Chapecó: Ex-secretária municipal de saúde e mais cinco pessoas são acusadas de desviar cerca de R$ 1,5 milhão do SUS

Publicado em: 08/04/2017 às 09:44
Chapecó: Ex-secretária municipal de saúde e mais cinco pessoas são acusadas de desviar cerca de R$ 1,5 milhão do SUS

A 1ª Vara Federal de Chapecó recebeu integralmente a denúncia do Ministério Público Federal relativa aos fatos apurados na 1ª fase da Operação Manobra de Osler. Segundo o juiz federal responsável pelo caso, Gueverson Rogério Farias, os elementos colhidos no curso da investigação “revelam indícios suficientes da materialidade e autoria delitivas para instauração da ação penal”. Na denúncia, o MPF/SC imputa aos acusados a prática dos crimes de peculato, associação criminosa, falsidade ideológica e dispensa ilícita de licitação.

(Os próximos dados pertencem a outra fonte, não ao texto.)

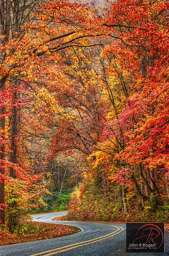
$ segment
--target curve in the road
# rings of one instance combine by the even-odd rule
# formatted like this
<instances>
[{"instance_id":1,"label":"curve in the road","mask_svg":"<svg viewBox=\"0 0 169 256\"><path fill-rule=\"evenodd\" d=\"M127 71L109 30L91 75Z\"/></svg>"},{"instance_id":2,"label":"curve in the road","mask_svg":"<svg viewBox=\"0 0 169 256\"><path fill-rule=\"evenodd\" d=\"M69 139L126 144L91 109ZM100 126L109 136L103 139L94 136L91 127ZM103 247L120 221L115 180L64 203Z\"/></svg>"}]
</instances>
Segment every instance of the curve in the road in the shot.
<instances>
[{"instance_id":1,"label":"curve in the road","mask_svg":"<svg viewBox=\"0 0 169 256\"><path fill-rule=\"evenodd\" d=\"M67 212L58 212L58 213L55 213L55 217L59 217L60 216L65 216L67 214ZM57 216L56 216L56 214L57 214ZM53 214L38 214L35 215L32 215L32 217L33 217L33 221L41 221L41 222L51 222L51 221L53 218L54 218L53 216ZM52 217L51 218L51 217ZM52 221L52 223L53 222ZM91 222L93 224L93 222ZM101 223L96 223L97 225L103 225ZM69 225L70 224L65 224L66 225ZM121 232L122 232L124 230L124 229L123 228L121 227L118 227L116 226L114 226L114 225L111 225L110 224L104 224L104 226L108 226L112 227L113 227L114 228L115 228L117 229L117 230L114 231L113 232L111 232L111 233L109 233L106 235L104 236L100 236L99 237L97 237L95 238L93 238L92 239L90 239L90 240L87 240L86 241L84 241L83 242L80 242L79 243L76 243L75 244L69 244L67 246L63 246L61 247L58 247L57 248L55 248L55 249L53 249L52 250L48 250L47 251L45 251L44 252L39 252L38 253L34 254L31 254L31 255L29 255L29 256L52 256L52 255L55 255L58 253L60 253L61 252L67 252L67 251L69 251L71 250L72 250L73 249L75 249L76 248L78 248L78 247L80 247L81 246L84 246L85 245L87 245L88 244L93 244L93 243L96 243L96 242L100 242L100 241L102 241L102 240L104 240L105 239L106 239L107 238L110 238L114 236L116 236L118 234L119 234ZM71 225L71 226L75 226L75 225ZM80 228L82 231L84 231L83 229L80 227L77 227L77 226L75 226L79 228Z\"/></svg>"}]
</instances>

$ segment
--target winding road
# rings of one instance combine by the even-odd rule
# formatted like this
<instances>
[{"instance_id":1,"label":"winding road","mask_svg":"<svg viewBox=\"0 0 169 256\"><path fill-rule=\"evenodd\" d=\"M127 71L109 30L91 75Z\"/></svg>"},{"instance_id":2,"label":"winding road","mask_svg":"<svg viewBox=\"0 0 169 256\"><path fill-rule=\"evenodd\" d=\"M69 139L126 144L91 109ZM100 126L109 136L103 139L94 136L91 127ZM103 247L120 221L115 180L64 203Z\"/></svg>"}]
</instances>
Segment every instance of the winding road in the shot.
<instances>
[{"instance_id":1,"label":"winding road","mask_svg":"<svg viewBox=\"0 0 169 256\"><path fill-rule=\"evenodd\" d=\"M169 233L165 235L165 253L126 252L125 225L94 222L56 221L51 220L67 212L32 215L33 221L71 225L78 227L75 234L1 246L1 256L168 256Z\"/></svg>"}]
</instances>

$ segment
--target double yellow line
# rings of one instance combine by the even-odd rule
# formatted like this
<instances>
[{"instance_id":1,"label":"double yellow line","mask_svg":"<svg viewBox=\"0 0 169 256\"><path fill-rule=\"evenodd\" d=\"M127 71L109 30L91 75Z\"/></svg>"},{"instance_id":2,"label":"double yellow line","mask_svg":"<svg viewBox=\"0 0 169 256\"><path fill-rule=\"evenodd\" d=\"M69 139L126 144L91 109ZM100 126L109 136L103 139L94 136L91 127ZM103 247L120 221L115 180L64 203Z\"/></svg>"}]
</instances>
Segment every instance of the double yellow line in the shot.
<instances>
[{"instance_id":1,"label":"double yellow line","mask_svg":"<svg viewBox=\"0 0 169 256\"><path fill-rule=\"evenodd\" d=\"M98 223L97 223L98 224ZM99 223L100 224L100 223ZM100 225L102 224L100 224ZM107 238L112 237L118 234L119 233L122 232L124 230L124 229L120 227L118 227L113 225L106 224L106 226L110 226L112 227L114 227L117 228L117 230L110 233L109 234L103 236L100 236L96 238L94 238L93 239L91 239L90 240L88 240L87 241L84 241L84 242L81 242L79 243L77 243L76 244L69 244L67 245L62 247L59 247L58 248L56 248L52 250L49 250L49 251L45 251L45 252L39 252L39 253L36 253L34 254L31 254L29 256L39 256L39 255L41 255L42 256L52 256L61 252L64 252L67 251L69 251L73 249L75 249L78 247L83 246L85 245L87 245L90 244L93 244L93 243L96 243L96 242L107 239Z\"/></svg>"}]
</instances>

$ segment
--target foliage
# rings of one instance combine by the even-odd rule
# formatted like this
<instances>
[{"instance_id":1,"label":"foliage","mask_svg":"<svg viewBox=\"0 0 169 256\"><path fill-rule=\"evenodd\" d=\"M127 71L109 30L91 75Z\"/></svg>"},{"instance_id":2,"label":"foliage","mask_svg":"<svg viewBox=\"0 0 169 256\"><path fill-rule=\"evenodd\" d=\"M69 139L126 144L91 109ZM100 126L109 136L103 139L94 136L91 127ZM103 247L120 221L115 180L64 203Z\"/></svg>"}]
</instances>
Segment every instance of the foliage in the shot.
<instances>
[{"instance_id":1,"label":"foliage","mask_svg":"<svg viewBox=\"0 0 169 256\"><path fill-rule=\"evenodd\" d=\"M71 218L166 219L168 2L28 2L0 24L2 225L75 186Z\"/></svg>"},{"instance_id":2,"label":"foliage","mask_svg":"<svg viewBox=\"0 0 169 256\"><path fill-rule=\"evenodd\" d=\"M11 234L3 231L1 235L1 245L5 245L30 241L54 238L76 233L75 227L41 222L24 223Z\"/></svg>"}]
</instances>

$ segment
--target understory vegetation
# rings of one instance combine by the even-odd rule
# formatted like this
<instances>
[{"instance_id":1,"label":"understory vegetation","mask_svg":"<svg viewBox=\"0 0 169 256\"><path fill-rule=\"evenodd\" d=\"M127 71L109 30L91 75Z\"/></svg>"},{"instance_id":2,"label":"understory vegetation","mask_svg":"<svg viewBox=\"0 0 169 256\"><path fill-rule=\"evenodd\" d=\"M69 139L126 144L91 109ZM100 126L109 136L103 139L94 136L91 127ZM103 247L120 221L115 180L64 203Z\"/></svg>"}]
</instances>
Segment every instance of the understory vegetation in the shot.
<instances>
[{"instance_id":1,"label":"understory vegetation","mask_svg":"<svg viewBox=\"0 0 169 256\"><path fill-rule=\"evenodd\" d=\"M19 225L12 234L7 230L3 230L1 234L0 245L52 238L71 235L77 232L77 228L72 226L28 222Z\"/></svg>"},{"instance_id":2,"label":"understory vegetation","mask_svg":"<svg viewBox=\"0 0 169 256\"><path fill-rule=\"evenodd\" d=\"M67 210L168 221L169 6L0 2L4 236L31 234L31 213Z\"/></svg>"}]
</instances>

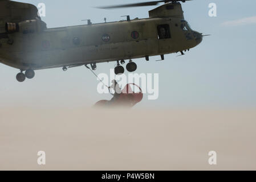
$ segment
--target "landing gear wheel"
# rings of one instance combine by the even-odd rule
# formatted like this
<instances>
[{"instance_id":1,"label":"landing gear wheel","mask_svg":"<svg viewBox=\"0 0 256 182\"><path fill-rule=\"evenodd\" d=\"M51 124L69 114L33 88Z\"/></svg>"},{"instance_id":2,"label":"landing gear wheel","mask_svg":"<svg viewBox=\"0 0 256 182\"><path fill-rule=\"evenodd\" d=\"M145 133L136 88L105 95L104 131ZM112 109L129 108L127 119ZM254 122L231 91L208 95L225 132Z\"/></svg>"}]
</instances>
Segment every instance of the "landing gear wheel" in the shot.
<instances>
[{"instance_id":1,"label":"landing gear wheel","mask_svg":"<svg viewBox=\"0 0 256 182\"><path fill-rule=\"evenodd\" d=\"M124 68L122 66L117 66L115 68L115 73L116 75L123 74L124 73Z\"/></svg>"},{"instance_id":2,"label":"landing gear wheel","mask_svg":"<svg viewBox=\"0 0 256 182\"><path fill-rule=\"evenodd\" d=\"M25 76L27 78L32 79L35 76L35 72L32 69L28 69L25 72Z\"/></svg>"},{"instance_id":3,"label":"landing gear wheel","mask_svg":"<svg viewBox=\"0 0 256 182\"><path fill-rule=\"evenodd\" d=\"M26 76L23 73L19 73L16 76L16 79L17 79L18 82L23 82L25 81Z\"/></svg>"},{"instance_id":4,"label":"landing gear wheel","mask_svg":"<svg viewBox=\"0 0 256 182\"><path fill-rule=\"evenodd\" d=\"M130 62L126 65L126 69L129 72L133 72L137 69L137 64L133 62Z\"/></svg>"}]
</instances>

O montante desviado atinge quase R$ 1,5 milhão em valores da época.

O esquema criminoso envolveu a contratação de serviços de medicina hiperbárica (oxigenoterapia) de uma clínica da qual, segundo revelaram as investigações, o marido da ex-secretária era efetivo sócio e administrador. A contratação foi realizada sem licitação, por intermédio de um simples credenciamento junto ao Consórcio Intermunicipal de Saúde (CIS-Amosc), que efetuava os pagamentos à clínica com os recursos do Sistema Único de Saúde (SUS) repassados pela Secretaria Municipal de Saúde de Chapecó.

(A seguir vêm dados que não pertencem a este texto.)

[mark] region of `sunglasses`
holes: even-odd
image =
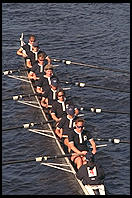
[[[63,97],[64,95],[60,95],[60,96],[58,96],[58,97]]]
[[[76,126],[77,128],[79,128],[79,129],[83,129],[83,126]]]

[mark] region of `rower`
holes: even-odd
[[[54,77],[57,78],[53,74],[53,66],[51,64],[47,64],[44,67],[44,72],[45,72],[45,74],[41,75],[39,80],[36,82],[36,86],[37,86],[36,92],[37,93],[42,93],[43,94],[46,87],[50,88],[51,79],[54,78]],[[57,80],[58,80],[58,78],[57,78]]]
[[[69,140],[68,136],[69,133],[73,130],[73,127],[75,125],[75,120],[77,119],[77,116],[75,115],[75,108],[71,104],[66,105],[66,114],[63,115],[62,119],[58,123],[55,133],[57,136],[61,139],[64,138],[64,144],[68,147],[68,150],[70,152],[69,148]]]
[[[39,79],[39,77],[44,75],[44,67],[48,64],[45,52],[39,52],[37,55],[37,61],[34,61],[33,66],[31,67],[30,72],[28,73],[29,79]]]
[[[72,104],[71,100],[68,100],[65,96],[63,89],[59,89],[57,92],[57,101],[54,101],[51,108],[51,117],[56,122],[59,122],[64,114],[66,114],[66,105]],[[75,108],[75,114],[79,113],[78,109]]]
[[[39,43],[35,41],[32,45],[32,51],[29,52],[26,58],[26,65],[29,68],[32,68],[35,61],[38,60],[38,53],[41,52],[39,48]]]
[[[96,185],[100,195],[105,195],[104,170],[101,164],[95,161],[94,155],[90,151],[84,157],[84,164],[77,171],[77,178],[80,179],[90,195],[97,193]],[[94,192],[95,191],[95,192]]]
[[[45,92],[42,95],[42,99],[41,99],[42,107],[50,110],[50,108],[52,107],[53,101],[57,100],[58,85],[59,85],[59,82],[57,78],[52,78],[50,88],[47,86],[45,88]]]
[[[84,130],[84,120],[78,118],[75,121],[74,130],[69,133],[69,147],[72,150],[71,152],[75,152],[76,154],[82,156],[72,156],[71,160],[77,165],[77,169],[79,169],[83,163],[85,162],[84,156],[88,152],[87,142],[89,141],[92,145],[92,153],[96,153],[96,144],[94,139],[89,131]]]
[[[17,50],[17,55],[22,56],[23,58],[27,58],[29,52],[32,51],[32,45],[35,41],[36,37],[34,35],[30,35],[28,44],[25,44],[24,46],[20,47]]]

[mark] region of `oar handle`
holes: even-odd
[[[94,140],[95,141],[112,142],[113,144],[119,144],[119,143],[128,143],[128,144],[130,144],[130,141],[120,140],[118,138],[109,138],[109,139],[105,139],[105,138],[94,138]]]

Com o credenciamento da clínica no CIS-Amosc, alguns meses após a ex-secretária assumir a pasta da Saúde no início de 2013, cresceram vertiginosamente os gastos com esse procedimento, que passou de uma média anual de 25 sessões, para aproximadamente 3 mil procedimentos em 2014. Em 2015, quando o Conselho Municipal de Saúde passou a questionar esses elevados gastos com medicina hiperbárica, houve uma significativa redução na contratação desses procedimentos, que cessou em 2016.

SUS – Segundo informação do Ministério da Saúde, esse procedimento sequer consta das tabelas do SUS, já tendo sido inclusive negada a sua incorporação aos protocolos da rede pública de saúde pelo órgão competente daquele ministério, diante da ausência de comprovação de eficácia desse tratamento. Há estudos apontando que, em alguns casos, “essa prática pode piorar o quadro clínico do paciente”. Contudo, a investigação revelou que havia uma pressão por parte da ex-secretária para que houvesse cada vez mais requisições para a realização desses procedimentos. Assim, enquanto eram liberados com facilidade um número cada vez maior desses procedimentos de alto custo, não constantes das tabelas do SUS, faltavam recursos para a aquisição de insumos básicos – como gaze e soro fisiológico – para o Ambulatório de Lesões da Pele e outras unidades de saúde do município.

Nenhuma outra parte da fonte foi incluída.